NVIDIA Announces Quadro P6000 “GP102” With 24 GB GDDR5X Memory and 3840 Cores – Quadro P5000 “GP104” Comes With 16 GB and 2560 Cores
NVIDIA is going to unleash their fastest professional graphics cards based on the Pascal architecture later this year. Based on the fastest Pascal chips, NVIDIA has announced their next-generation Quadro P6000 and P5000 solutions which come with better efficiency compared to past generation offerings along with faster and dense memory capacities. These GPUs redefine how developers and content creators produce the next generation VR and visualization content for their audiences.

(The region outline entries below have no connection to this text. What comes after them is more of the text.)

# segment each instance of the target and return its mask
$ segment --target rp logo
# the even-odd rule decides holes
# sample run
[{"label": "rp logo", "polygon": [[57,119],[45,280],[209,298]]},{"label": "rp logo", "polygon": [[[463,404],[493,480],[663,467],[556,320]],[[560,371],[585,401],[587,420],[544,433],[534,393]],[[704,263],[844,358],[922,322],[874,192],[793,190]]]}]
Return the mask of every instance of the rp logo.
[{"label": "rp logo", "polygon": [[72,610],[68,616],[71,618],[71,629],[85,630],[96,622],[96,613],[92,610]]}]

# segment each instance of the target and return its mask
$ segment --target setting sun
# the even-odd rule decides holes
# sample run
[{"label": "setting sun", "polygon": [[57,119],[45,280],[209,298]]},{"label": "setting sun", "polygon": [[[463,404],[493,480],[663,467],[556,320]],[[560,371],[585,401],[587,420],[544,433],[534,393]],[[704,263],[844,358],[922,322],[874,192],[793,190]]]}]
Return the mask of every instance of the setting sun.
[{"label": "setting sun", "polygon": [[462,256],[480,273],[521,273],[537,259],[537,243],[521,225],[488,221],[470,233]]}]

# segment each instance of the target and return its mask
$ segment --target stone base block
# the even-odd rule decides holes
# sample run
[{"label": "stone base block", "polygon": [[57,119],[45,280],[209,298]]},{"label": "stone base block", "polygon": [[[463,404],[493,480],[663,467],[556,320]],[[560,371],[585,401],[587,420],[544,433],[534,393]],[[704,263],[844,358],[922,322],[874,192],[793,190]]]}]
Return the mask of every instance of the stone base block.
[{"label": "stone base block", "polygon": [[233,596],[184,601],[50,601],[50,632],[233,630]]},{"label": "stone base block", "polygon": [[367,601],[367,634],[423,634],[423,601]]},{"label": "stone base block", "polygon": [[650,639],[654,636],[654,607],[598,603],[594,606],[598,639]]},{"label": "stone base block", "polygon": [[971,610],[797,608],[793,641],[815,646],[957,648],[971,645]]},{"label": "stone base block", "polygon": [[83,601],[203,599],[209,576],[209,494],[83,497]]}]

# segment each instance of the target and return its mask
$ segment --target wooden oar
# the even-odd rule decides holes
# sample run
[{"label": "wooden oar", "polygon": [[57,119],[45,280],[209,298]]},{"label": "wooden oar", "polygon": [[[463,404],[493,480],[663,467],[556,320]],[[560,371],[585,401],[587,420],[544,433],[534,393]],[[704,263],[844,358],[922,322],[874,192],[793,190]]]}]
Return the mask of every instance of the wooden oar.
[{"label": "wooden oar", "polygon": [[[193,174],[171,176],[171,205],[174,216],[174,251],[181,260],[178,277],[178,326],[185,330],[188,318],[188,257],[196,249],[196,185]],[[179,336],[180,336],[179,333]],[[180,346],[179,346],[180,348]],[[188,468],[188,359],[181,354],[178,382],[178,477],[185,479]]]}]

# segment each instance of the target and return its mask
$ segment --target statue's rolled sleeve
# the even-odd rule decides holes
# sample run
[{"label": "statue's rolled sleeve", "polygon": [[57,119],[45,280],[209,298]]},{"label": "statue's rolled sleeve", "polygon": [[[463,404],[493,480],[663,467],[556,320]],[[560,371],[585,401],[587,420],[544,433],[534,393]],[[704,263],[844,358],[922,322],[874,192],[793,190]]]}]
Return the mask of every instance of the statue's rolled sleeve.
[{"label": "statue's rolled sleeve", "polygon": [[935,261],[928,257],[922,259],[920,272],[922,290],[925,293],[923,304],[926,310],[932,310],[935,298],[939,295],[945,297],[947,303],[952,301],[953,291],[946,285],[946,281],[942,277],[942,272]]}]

NVIDIA Quadro P6000 and P5000 Professional Solutions Announced – Fully Enabled GP102 and GP104 Cards
According to NVIDIA, their Quadro lineup based on the Pascal architecture will include two cards. The high-end Quadro P6000 and the Quadro P5000 professional cards. The reason I call both of these high-end are because both utilize the full die configuration of the GP102 and GP104 cores. Now it is really interesting that NVIDIA is already offering a full variant of their GP102 graphics core on a Quadro variant.
- The Quadro P6000, to power the most advanced workstations ever built. With its 3,840 cores and an amazing 12 TFlops of compute power, designers will be able to manipulate complex designs up to twice as fast as before.
- VRWorks’ 360 Video SDK, to let VR developers create applications to ingest, stitch and stream 4K video feeds from multi-camera rigs, enabling 360o real-time surround video experiences.
- The addition of GPU-acceleration to mental ray, the world’s most popular film-quality renderer.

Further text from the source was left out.